Tokyo_jazz08 昨夜は有楽町の国際フォーラムで東京ジャズ・フェスティヴァルを見た。出演者はロベン・フォード、サム・ムーア、そして初来日で話題騒然のスライ・アンド・ザ・ファミリー・ストーン。フォーラムのAホール、ほぼ満員状態でありました。

オープニングのロベン・フォードはタイトなブルース・ロック・トリオといった風情。やや淡白であった前半だったが、最後の方はパワフルでなかなかの熱演だった。B.B キングやフレディ・キングらにリスペクトを込めた曲を盛り込んで端正なギター・プレイに終始していた。
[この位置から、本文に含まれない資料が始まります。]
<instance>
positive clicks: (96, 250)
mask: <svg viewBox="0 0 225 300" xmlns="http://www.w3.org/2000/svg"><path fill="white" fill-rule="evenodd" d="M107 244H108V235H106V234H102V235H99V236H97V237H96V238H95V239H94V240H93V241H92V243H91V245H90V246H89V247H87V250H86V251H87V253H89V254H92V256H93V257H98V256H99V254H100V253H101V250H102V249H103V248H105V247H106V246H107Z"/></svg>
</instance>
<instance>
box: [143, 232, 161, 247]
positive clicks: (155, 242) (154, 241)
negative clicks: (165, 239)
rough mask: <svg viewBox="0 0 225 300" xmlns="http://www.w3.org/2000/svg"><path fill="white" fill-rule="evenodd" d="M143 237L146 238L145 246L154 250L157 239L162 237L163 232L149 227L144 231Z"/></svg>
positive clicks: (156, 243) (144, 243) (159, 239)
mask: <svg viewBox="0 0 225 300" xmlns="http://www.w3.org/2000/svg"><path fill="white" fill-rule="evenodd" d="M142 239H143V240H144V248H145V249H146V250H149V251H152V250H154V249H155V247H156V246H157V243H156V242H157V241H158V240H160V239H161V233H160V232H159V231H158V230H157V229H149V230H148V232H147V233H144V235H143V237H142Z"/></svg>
続くサム・ムーアはStax時代の名曲を揃え、加えてバディ・マイルスの「ゼム・チェンジズ」やらアン・ピーブルズの「アイ・キャント・スタンド・ザ・レイン」とかソウルのヒットを交え、貫禄のステージを見せてくれた。特に「アイ・スタンド・アキューズ」をドラマティックに歌い上げたときは本当に感動した。「オー、イェー」の一言に身震いできる歌手であり、その衰えを知らぬ強力な声量に涙した。バンドを指揮していたベースのアイヴァン・ボドリーはNYでハワード・テイトの復活ライヴを見たときのベーシスト。あちこちで仕事してんだなー。
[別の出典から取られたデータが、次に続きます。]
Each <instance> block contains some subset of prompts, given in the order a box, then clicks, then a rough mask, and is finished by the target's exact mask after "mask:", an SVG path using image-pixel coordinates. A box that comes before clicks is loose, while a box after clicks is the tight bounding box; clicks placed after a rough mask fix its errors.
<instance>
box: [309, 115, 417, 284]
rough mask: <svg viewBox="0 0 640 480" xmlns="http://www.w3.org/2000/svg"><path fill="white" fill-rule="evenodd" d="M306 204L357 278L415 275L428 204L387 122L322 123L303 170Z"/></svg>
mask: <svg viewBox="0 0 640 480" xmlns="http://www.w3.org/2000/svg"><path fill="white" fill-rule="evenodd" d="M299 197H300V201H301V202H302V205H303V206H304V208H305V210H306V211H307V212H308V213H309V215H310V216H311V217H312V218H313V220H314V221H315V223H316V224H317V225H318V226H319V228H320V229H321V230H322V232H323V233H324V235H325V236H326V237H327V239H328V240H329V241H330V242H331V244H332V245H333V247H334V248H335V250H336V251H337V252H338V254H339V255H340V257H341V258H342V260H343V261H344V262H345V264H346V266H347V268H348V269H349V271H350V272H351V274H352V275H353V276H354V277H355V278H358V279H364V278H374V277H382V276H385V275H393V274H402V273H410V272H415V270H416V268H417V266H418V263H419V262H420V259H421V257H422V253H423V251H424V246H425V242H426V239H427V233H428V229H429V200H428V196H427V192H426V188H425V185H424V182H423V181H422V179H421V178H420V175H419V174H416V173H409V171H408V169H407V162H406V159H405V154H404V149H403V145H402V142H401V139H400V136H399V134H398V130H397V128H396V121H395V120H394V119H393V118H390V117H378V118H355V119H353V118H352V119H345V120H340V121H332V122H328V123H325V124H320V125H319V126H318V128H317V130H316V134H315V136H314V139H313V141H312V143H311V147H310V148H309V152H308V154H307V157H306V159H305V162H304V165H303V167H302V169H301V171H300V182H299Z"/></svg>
Sly45rpm いよいよスライとファミリー・ストーンの登場となる。ステージのセッティングが終わるや否や会場は手拍子の渦となった。メンバーが出てくる前からこんなに盛り上がるなんてあまり経験がないね。バンドが出てきたとたんに会場は総立ち。スライの姿はまだ見えない。一発目は「ダンス・トゥ・ザ・ミュージック」、そして間髪入れずに「エヴリデイ・ピープル」へと連なっていく。このメドレーで一息つけた後にスライ・ストーンが凄まじい歓声に迎えられて登場。この後は「スタンド」、「ファミリー・アフェア」などなどヒット曲の連発となる。で、肝心のスライ本人の調子なんだが、予想どおりバリバリのファンクぶりというわけでは無かった。鍵盤の前に座ると俯き加減で指先も弱々しい。ヴォーカルも呟くような細さで心配したが、要所要所で立ち上がりマイクを握る手に力を込める場面が見受けられた。最後の「アイ・ウォント・トゥ・テイク・ユー・ハイヤー」で絞り出した歌声に往年の凄みを垣間見る。これでスライは舞台を去り、バンドのみで「サンキュー」と再び「ハイヤー」を繰り出して終了。何だかんだ言ってもスライの存在感は強烈でありました。
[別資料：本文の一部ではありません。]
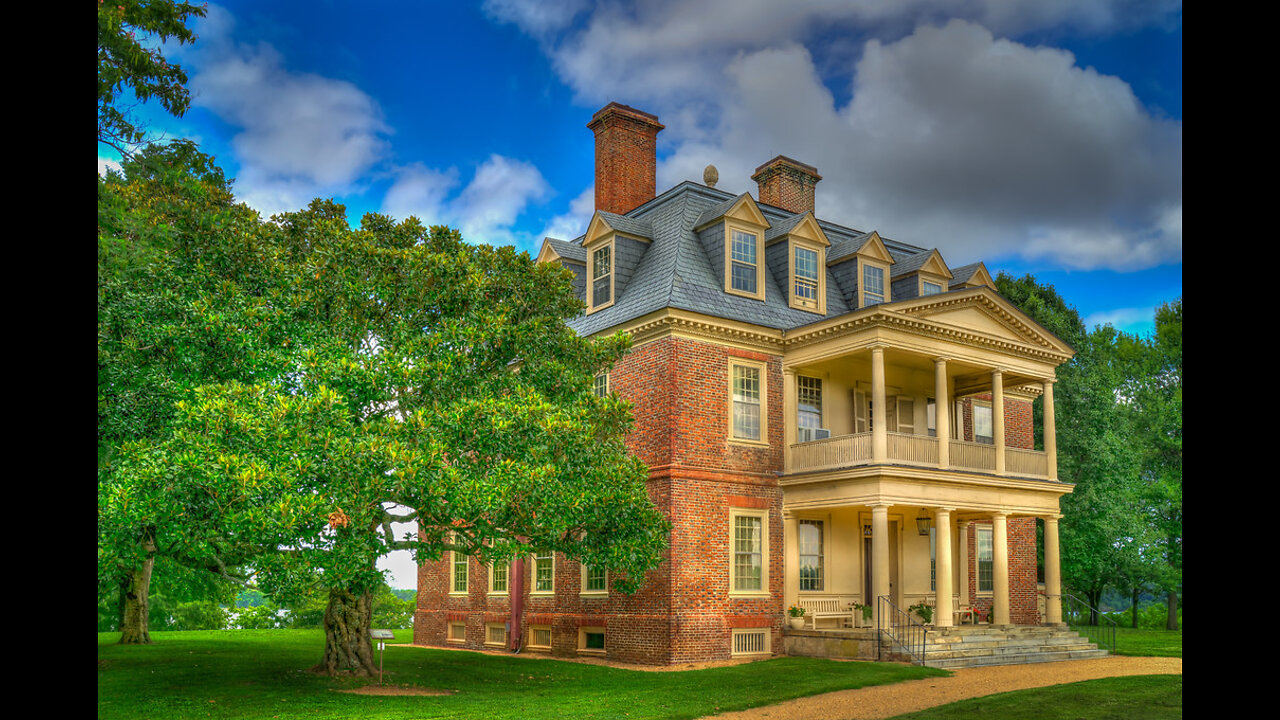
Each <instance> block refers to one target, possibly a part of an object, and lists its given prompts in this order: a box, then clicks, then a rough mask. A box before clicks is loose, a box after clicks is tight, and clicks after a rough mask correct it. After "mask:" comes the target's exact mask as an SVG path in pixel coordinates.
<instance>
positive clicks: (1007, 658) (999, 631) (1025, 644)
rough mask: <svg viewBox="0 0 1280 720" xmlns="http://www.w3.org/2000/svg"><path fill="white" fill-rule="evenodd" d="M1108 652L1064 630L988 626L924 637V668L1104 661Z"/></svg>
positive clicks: (955, 629)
バンドはスライの妹、ロージーやトランペットのシンシア・ロビンンスン、サックスのジェリー・マルティーニらのオリジナル・メンバーを含み、シャープな演奏を聞かせてくれた。特にヴォーカルで入っていたロージーの娘が素晴らしい歌声を轟かせ、会場を圧倒していたのが印象的だった。

というわけで、三者三様のグルーヴを堪能した日曜日の昼下がりでありました。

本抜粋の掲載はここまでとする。